Kerabatnya, Aedes albopictus, menyebarkan penyakit yang sama dan saat ini mulai ditemukan di Eropa selatan. Nyamuk ini menemukan habitat baru berkat iklim yang menghangat.
Nyamuk A. aegypti pertama kali terlihat di Australia pada abad ke-19. Pada 1960-an, upaya pemberantasan nyamuk telah mempersempit daerah penyebarannya di wilayah timur laut Negara Bagian Queensland.
Untuk meneliti potensi dampak perubahan iklim terhadap spesies itu, tim ilmuwan yang dipimpin Michael Kearney dari University of Melbourne mendesain sebuah model komputer untuk mensimulasi potensi penyebarannya. Mereka meneliti keberadaan nyamuk itu di dua habitat, yaitu tangki air 3.600 liter dan satu ember berisi 20 liter air. Kedua tempat air itu diletakkan dalam kondisi temperatur berbeda. Salah satunya ditaruh di bawah naungan, sedangkan yang lain hampir tak tertutup.

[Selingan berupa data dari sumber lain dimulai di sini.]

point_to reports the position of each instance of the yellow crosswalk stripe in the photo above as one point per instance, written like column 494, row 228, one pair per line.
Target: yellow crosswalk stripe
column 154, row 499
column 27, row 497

Kenaikan temperatur rata-rata ternyata tidak langsung memperluas daerah jelajah nyamuk. Namun, perubahan perilaku manusia yang beradaptasi dengan pemanasan global-lah yang harus diperhitungkan. "Di kota-kota besar dan kecil di Australia, dampak utama perubahan iklim adalah makin jarangnya hujan yang turun, sehingga menyebabkan peningkatan jumlah tempat penyimpanan air rumah tangga dan berbagai bentuk tempat penyimpanan air lainnya," kata Kearney.

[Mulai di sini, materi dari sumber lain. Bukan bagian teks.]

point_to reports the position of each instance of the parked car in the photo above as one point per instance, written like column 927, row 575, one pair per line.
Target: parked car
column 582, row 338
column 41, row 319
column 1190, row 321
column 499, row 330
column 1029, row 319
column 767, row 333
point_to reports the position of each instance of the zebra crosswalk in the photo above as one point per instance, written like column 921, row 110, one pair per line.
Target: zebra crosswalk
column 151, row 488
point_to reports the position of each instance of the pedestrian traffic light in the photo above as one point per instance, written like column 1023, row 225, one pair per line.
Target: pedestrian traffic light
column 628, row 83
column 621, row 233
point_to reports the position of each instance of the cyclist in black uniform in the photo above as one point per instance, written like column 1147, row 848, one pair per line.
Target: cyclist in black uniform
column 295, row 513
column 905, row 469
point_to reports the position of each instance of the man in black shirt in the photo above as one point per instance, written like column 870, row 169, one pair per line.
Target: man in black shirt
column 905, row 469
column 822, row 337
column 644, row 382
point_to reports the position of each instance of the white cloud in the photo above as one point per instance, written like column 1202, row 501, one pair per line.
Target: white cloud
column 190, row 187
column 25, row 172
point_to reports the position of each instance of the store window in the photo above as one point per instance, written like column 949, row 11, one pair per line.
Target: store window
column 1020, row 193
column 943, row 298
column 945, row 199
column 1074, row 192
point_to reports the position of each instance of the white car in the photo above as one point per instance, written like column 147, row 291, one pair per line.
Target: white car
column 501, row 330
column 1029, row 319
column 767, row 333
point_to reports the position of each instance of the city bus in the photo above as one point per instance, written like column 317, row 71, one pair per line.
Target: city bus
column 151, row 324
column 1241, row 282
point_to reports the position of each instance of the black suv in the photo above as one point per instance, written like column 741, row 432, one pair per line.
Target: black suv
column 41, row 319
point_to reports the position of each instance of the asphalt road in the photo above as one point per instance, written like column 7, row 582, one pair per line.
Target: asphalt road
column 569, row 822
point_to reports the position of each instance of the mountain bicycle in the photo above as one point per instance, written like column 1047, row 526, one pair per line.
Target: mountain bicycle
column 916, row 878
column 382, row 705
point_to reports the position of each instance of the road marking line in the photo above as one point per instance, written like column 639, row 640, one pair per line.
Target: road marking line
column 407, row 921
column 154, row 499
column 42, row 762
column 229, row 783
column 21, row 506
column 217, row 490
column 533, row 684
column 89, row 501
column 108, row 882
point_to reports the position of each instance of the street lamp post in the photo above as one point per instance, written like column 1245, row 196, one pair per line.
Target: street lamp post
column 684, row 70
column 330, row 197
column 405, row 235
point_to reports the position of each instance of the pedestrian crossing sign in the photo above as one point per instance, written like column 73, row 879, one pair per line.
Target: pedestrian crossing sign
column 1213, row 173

Air yang tak bergerak dalam wadah terbuka merupakan tempat ideal bagi nyamuk untuk meletakkan telurnya. Jika kondisi terlalu dingin atau kering, telur tidak akan berkembang menjadi larva. "Efek tak langsung dari perubahan iklim melalui adaptasi manusia ini akan semakin memperluas wilayah jelajah nyamuk secara dramatis," kata Kearney.